The other thing that caught my attention is the Lance Armstrong story. It's not playing out like I expected. I really don't understand why, after all these years, they are doing this. Now you may think to yourself, "because it's true" -- well, maybe it is, I certainly have no way of knowing it, but Lance won seven Tour de France titles, the last being in 2005. That is seven years ago. I can't believe that they had investigators working on this for seven years. Just seems to me like there should be a statute of limitations for them taking your medals away. I have to add that I have tremendous respect for what Lance has done with his LiveStrong Foundation. Did you know he started that before he won his first Tour? How many celebrities do that before they hit the big time? Hell, how many do it after they hit? Anyway, I don't like how this went down. It's just wrong. But one thing makes me happy - donations are up at LiveStrong. 
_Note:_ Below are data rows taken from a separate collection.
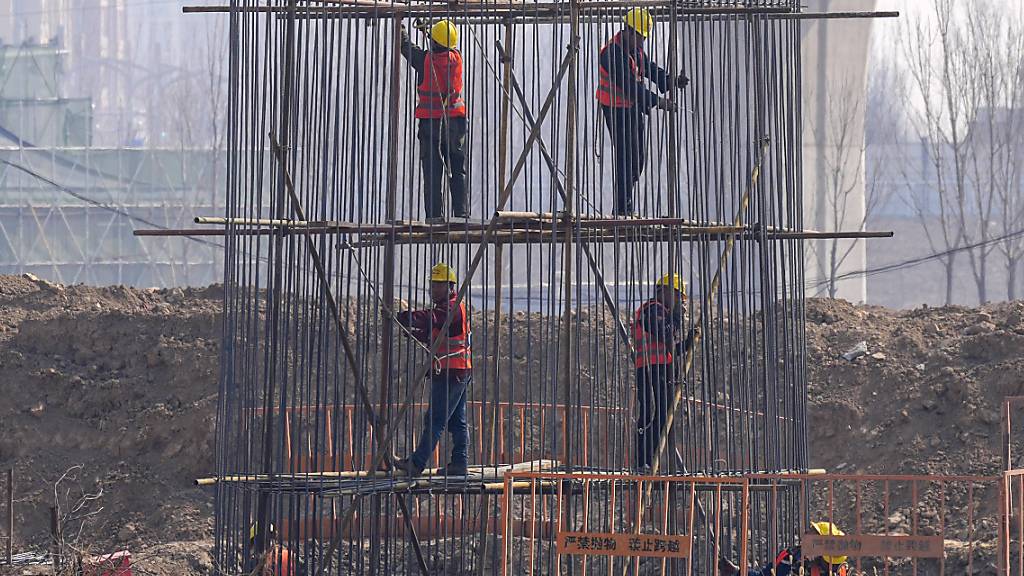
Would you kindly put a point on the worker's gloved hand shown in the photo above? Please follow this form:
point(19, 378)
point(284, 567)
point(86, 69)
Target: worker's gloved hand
point(667, 105)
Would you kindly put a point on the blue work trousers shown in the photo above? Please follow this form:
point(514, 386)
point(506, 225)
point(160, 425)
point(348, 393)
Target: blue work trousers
point(448, 410)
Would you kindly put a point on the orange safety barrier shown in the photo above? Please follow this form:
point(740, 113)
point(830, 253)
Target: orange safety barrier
point(893, 525)
point(928, 525)
point(1013, 525)
point(602, 527)
point(313, 434)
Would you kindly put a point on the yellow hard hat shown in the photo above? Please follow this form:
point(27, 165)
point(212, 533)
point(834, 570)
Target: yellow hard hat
point(253, 530)
point(673, 280)
point(640, 21)
point(442, 273)
point(829, 529)
point(444, 33)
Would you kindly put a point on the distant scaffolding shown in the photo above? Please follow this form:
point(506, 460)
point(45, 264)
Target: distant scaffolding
point(326, 242)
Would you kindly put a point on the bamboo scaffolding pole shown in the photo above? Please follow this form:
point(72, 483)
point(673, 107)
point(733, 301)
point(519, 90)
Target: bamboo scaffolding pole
point(547, 12)
point(687, 234)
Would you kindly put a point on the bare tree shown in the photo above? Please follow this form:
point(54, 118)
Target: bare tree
point(73, 507)
point(939, 72)
point(844, 146)
point(996, 144)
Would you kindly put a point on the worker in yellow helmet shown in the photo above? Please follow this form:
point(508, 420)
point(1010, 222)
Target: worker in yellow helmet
point(440, 114)
point(656, 338)
point(790, 562)
point(275, 561)
point(451, 377)
point(626, 101)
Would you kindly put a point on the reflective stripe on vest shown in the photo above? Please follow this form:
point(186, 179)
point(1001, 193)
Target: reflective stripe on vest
point(455, 352)
point(649, 352)
point(440, 91)
point(607, 92)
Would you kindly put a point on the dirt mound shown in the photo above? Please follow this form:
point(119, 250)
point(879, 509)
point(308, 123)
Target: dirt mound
point(924, 399)
point(123, 382)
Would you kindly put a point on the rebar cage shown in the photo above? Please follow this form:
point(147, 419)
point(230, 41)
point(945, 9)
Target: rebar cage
point(326, 241)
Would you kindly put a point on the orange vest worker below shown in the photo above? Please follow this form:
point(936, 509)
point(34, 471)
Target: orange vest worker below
point(626, 101)
point(440, 113)
point(451, 377)
point(790, 562)
point(656, 328)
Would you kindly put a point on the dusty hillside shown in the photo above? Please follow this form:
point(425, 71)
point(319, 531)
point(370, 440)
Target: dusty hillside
point(123, 383)
point(925, 399)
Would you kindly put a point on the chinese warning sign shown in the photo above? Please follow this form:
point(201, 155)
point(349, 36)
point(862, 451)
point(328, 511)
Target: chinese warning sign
point(592, 543)
point(871, 545)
My clinical days are intense. I am at two sites that couldn't be more different - the children's unit of the state psych hospital and then a private therapy office. I literally go from seeing the most challenging, saddest, difficult to treat cases of kids with profound mental illness to sitting in a quiet, comfy little office listening to a couple talk in quite tones about improving their communication. It's hard to keep perspective at times. And I find this tidbit interesting - the kids that I see at the state hospital, in my opinion, are getting better care than they would at a private hospital. I would even say much better. Mostly because they don't have the mad dog insurance company snarling and growling at them to hurry up and discharge the patient. Most patient stays are at least two weeks, I've seen many longer, sometimes months if there's significant placement problems. And let me add, these kids need that time. OMG, I had one really bad day in treatment team review where I listened to so many stories of troubled homes. Thank goodness that is not every day, and certainly not every family. So when you hear "state hospital", don't think snake pit or that Jack Nicholson movie. It's really a pretty good deal. And it helps us all, these are our friends, relatives and neighbors that need these services. We're all in this together. A child that's been properly treated, appropriately accommodated at school, and had the necessary social support applied will grow up to be a tax-paying citizen instead of the homeless guy on the corner, getting bucks so he can self-medicate at the liquor store. Speech over.